Después de la ducha, voy arriba a vestirme a mi pieza, me doy cuenta que mi ventana está un poco abierta por lo que me acerco a cerrarla. Me doy cuenta, en ese momento, que hay hombres en el techo de una casa cercana haciendo un agregado, me inquieto un poco y me alejo de la ventana para vestirme, mientras busco en el closet la ropa que me pondré hoy para ir a trabajar pienso en lo bueno que sería saber construir y poder hacer arreglos en mi casa o una casa con las medidas que yo quisiera, de la forma que se acomodara mejor a mi forma de vida y lo mejor sería que estaría hecha por mí.
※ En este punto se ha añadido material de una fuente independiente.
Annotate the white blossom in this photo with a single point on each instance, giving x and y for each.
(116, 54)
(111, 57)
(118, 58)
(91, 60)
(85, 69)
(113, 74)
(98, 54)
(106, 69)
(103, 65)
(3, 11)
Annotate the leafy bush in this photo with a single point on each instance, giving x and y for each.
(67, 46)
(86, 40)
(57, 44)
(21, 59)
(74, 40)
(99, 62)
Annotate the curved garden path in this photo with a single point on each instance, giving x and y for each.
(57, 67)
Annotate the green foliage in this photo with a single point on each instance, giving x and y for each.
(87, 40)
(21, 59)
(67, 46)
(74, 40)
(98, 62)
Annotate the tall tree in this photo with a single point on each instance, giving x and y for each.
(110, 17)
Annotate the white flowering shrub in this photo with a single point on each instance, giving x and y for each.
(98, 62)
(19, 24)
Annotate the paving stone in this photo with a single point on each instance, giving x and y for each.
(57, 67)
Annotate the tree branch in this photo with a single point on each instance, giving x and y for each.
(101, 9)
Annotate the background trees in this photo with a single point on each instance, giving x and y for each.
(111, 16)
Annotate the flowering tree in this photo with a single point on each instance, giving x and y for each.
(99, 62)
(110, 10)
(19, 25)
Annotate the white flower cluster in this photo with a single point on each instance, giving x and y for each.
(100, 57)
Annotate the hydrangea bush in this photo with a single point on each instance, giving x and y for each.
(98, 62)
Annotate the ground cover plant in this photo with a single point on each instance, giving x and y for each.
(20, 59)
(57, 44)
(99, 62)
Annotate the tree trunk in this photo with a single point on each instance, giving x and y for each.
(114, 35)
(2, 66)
Vuelvo a echar una ojeada a la ventana mientras me visto, desde lejos. Se me viene a la memoria una imagen de niñez, recuerdo una ocasión en la que llegué temprano del colegio, o tal vez no fui, no lo recuerdo bien, pero si recuerdo que acerqué una silla a la ventana de mi pieza, esta misma ventana, sólo para ver pasar a un par de niños cuando volvieran del colegio. Patricio, mi amigo de la niñez y Cristian, su amigo desde hacía un par de años. Creo que finalmente no los ví pasar, pero recuerdo ese momento sentada cerca de la ventana, esperando y pensando un poco en uno y un poco en el otro.